Of the 150 children who’d won the lottery for the preschools, twenty-two of them seemed to have disappeared three weeks before the programs were scheduled to begin, just as we were frantically putting the finishing touches on the new schools. All the other children’s parents had handed in the necessary paperwork. We were worried. Each missing child would lose what we truly believed was the opportunity of a lifetime. And it was likely that the kids who “disappeared” came from the families that most needed educational help. Combining this with the fact that our statistical tests would be more reliable if all these children attended our program, there was only one way to resolve the problem, and that was with boots on the ground.
We called an all-hands-on-deck meeting and told everyone involved in our nascent schools that we had to find these kids, no matter where they were, and get them registered for school no matter what. We had kids to help!
One of our key draftees was our wellness coordinator—the physical education teacher. Jeff, a tall, strapping, strong twenty-four-year-old, was the perfect guy to help us deal with what we knew could be threatening situations in tough neighborhoods. With Jeff, we figured we had the perfect person to reach these at-risk kids. No one in their right mind would mess with Jeff.
Now imagine you are Jeff, a middle-class white kid blessed with a loving family and with friends, interests, and a college education. Raised in Sun Prairie, Wisconsin, a bucolic town near Madison, you have no idea how fortunate you are to have had the background you have. You haven’t spent a lot of time in dangerous neighborhoods.

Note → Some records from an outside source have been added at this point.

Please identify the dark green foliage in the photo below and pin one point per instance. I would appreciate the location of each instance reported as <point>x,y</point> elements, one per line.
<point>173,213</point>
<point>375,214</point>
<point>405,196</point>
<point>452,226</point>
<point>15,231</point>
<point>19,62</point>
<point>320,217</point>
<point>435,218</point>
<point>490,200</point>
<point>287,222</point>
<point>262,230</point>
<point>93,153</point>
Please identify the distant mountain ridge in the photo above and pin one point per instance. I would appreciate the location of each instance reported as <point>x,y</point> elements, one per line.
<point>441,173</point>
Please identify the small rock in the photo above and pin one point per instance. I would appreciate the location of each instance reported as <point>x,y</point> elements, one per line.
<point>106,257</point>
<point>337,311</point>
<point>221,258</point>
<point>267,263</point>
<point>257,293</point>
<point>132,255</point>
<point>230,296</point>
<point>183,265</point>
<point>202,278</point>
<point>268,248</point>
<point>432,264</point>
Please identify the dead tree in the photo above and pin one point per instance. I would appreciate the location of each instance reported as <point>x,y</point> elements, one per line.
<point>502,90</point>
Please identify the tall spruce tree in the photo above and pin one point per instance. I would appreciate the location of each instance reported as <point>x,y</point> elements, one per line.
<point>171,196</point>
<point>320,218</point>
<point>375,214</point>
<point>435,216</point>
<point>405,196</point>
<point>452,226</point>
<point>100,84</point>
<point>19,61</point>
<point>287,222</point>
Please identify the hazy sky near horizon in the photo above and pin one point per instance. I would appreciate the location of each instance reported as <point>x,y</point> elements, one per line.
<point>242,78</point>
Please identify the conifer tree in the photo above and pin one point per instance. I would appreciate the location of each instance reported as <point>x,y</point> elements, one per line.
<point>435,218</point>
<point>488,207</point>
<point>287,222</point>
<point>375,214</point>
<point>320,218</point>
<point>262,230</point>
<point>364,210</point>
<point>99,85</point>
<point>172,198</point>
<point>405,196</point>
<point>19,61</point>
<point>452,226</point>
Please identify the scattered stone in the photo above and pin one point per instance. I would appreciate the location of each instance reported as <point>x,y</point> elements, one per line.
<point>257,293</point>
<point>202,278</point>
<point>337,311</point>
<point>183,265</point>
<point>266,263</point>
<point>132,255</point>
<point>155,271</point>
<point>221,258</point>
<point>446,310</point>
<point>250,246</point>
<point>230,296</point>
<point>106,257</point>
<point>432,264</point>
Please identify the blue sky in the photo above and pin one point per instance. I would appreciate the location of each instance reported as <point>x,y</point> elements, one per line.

It’s a sweltering summer afternoon in Chicago Heights, and you’ve signed up for this job at an experimental preschool. Your boss (John List, who also happens to be your uncle by marriage) drives you to the address of one of the twenty-two missing children, and hands you a packet of Spanish-language registration papers. “Go up to the door and knock,” John says. “When someone answers, tell them you want to sign up Gabriella for school.”
You’ve been warned that this part of Chicago Heights is not a particularly happy place. An awful lot of people who live here are armed and dangerous: you know that even the police sometimes avoid this neighborhood. The mostly minority population is transient: families move often if they can’t pay the rent. Many families don’t speak English, and children are often left alone, fending for themselves while their parent or parents are at work. Or they’re left with an overwhelmed relative or someone who may be strung out on alcohol or drugs. To you, this is a foreign country.